Sorry, it's late here and I guess I didn't word it well. Dialback (these days) always runs over a TLS-encrypted connection, as all servers enforce TLS.
The next question is how to authenticate the peer, and that can be done a few ways, usually either via the certificate PKI, via dialback, or something else (e.g. DNSSEC/DANE).
My comment about "combining dialback with TLS" was to say that we can use information from the TLS channel to help make the dialback authentication more secure (by adding extra constraints to the basic "present this magic string" that raw dialback authentication is based on).
How would dialback-over-TLS be "more vulnerable to MITM" though? I think that claim was what led to the confusion, I don't see how TLS-with-client-EKU is more secure then TLS-with-dialback
Firstly, nobody is actually calling for authentication using client certificates. We use "normal" server certificates and validate the usual way, the only difference is that such a certificate may be presented on the "client" side of a connection when the connection is between two servers.
The statement that dialback is generally more susceptible to MITM is based on the premise that it is easier to MITM a single victim XMPP server (e.g. hijack its DNS queries or install an intercepting proxy somewhere on the path between the two servers) than it is to do the same attack to Let's Encrypt, which has various additional protections such as performing verification from multiple vantage points, always using DNSSEC, etc.
If an attacker gets a misissued cert not through BGP or DNS hijacks, but by exploiting a domain validation flaw in a CA (e.g. https://bugzilla.mozilla.org/show_bug.cgi?id=2011713) then it's trivial for them to use it as a client certificate, even if you're requiring the serverAuth EKU. On the other hand, dialback over TLS would require the attacker to also MitM the connection between XMPP servers, which is a higher bar.

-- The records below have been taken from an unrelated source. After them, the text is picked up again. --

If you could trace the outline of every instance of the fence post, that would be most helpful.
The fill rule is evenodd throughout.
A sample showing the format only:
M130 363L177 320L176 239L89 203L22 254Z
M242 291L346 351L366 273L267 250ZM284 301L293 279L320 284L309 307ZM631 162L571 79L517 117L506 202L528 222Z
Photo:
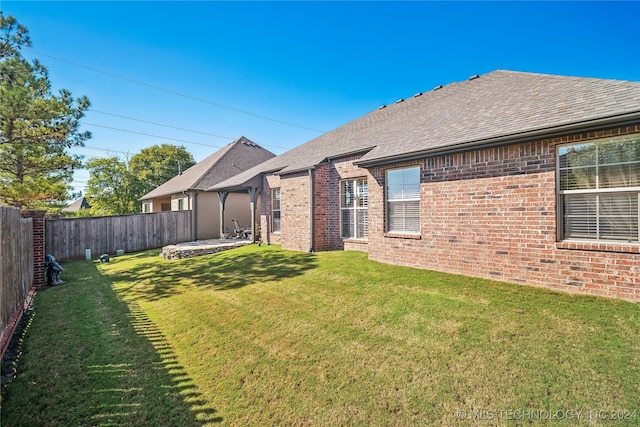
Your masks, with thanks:
M45 220L44 211L22 211L23 218L31 218L33 222L33 287L42 288L45 283Z

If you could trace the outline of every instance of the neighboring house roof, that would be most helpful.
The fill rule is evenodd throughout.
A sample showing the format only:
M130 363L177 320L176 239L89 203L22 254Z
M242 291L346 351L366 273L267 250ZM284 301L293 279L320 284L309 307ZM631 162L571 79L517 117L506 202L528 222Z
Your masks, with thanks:
M369 166L639 117L639 82L498 70L380 107L211 189L350 153Z
M62 208L62 212L77 212L80 209L91 209L91 205L87 201L86 197L80 197L75 202L71 203L66 208Z
M206 190L274 156L269 150L242 136L138 200L165 197L183 191Z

The good news is that since Prosody requires the serverAuth EKU, the misissued cert would be in-scope of Mozilla's root program, so if it's discovered, Mozilla would require an incident report and potentially distrust the CA. But that's reactive, not proactive.
You're not wrong. PKI has better protections against MITM, dialback has better protections against certificate leaks/misissuance.
I think the ideal approach would be combining both (as mentioned, there have been some experiments with that), except when e.g. DANE can be used ( https://prosody.im/doc/modules/mod_s2s_auth_dane_in ). But if DANE can be used, the whole CA thing is irrelevant anyway :)
Firstly, nobody is actually calling for authentication using client certificates. We use "normal" server certificates and validate the usual way
I'm not sure I understand this point. You authenticate the data you receive using the client's certificate. How is that "nobody is calling for authentication using client certificates"? Maybe there's some nuance I'm missing here but if you're authenticating the data you're receiving based on the client's certificate, then how is that "validating the usual way"?
There is a lot of confusion caused by overlapping terminology in this issue.
By "client certificates" I mean (and generally take most others in this thread to mean) certificates which have been issues with the clientAuth key purpose defined in RFC 5280. This is the key purpose that Let's Encrypt will no longer be including in their certificates, and what this whole change is about.
However when one server connects to another server, all of TCP, TLS and the application code see the initiating party as a "client", which is distinct from say, an "XMPP client" which is an end-user application running on e.g. some laptop or phone.
The comment I was responding to clearly specified " I don't see how TLS-with-client-EKU [...]" which was more specific, however I used the more vague term "client certificates" to refer to the same thing in my response for brevity (thinking it would be clear from the context). Hope that clarifies things!